Am I being paranoid about having publicly-routeable IPv6? That's so reliant on the gateway having robust firewall. With IPv4, it's a straightforward: if incoming traffic doesn't know where to go, so it's dropped. When I tried IPv6 on my home network, my iphone did get a valid address and passed those browser tests. However, turning off wifi fails those test. This whole IPv6 still seems to be still in roll out stage after hearing about it soooo many years ago. In unrelated news, my parents were moved from CGNAT back to static IP. Their LitFibre had been transferred to Zen, such an epic win. I'd happily pay £50 a month for Zen to supply me with symmetrical fibre and a static IP. Alas, I'm stuck with Community Fibre.
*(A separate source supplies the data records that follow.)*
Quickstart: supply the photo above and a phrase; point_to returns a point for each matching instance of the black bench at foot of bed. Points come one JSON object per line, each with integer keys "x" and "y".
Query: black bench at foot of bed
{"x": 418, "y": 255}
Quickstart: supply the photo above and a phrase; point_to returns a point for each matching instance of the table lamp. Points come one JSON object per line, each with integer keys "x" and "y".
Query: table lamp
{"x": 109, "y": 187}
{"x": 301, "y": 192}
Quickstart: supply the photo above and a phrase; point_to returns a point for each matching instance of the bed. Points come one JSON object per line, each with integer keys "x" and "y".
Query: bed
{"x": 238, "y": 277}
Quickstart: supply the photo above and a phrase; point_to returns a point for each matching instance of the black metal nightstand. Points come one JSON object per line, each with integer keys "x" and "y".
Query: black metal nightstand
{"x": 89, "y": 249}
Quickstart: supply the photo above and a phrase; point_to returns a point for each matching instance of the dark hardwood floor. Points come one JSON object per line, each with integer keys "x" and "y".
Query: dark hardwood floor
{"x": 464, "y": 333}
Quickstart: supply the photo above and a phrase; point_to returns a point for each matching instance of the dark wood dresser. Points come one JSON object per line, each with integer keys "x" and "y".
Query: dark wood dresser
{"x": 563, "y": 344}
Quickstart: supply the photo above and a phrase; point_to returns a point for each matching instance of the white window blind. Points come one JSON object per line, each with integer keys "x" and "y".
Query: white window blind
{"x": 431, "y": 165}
It doesn't have to be "robust," in that it's not actually doing anything security related - it's not like an antivirus where it has to have updated signatures or stuff gets through, it's just a blanket "deny all" policy in iptables (or whatever.) If you don't add something overriding that (i.e. "forwarding" a port) then it goes nowhere, just like NAT in IPv4.
That's very true. I have been thinking of it the wrong way. It is just a brick wall, anything not recognised is discarded. So just as secure as NAT in IPv4.
Wow that was fast. Within about 10min after confirming new contract, around the time I put down the phone, I'm now on CGNAT, IPv4 starting with 100. (IPv6 allocation of /56 unchanged) Luckily with VPS and others I've set up, all my services remain accessible.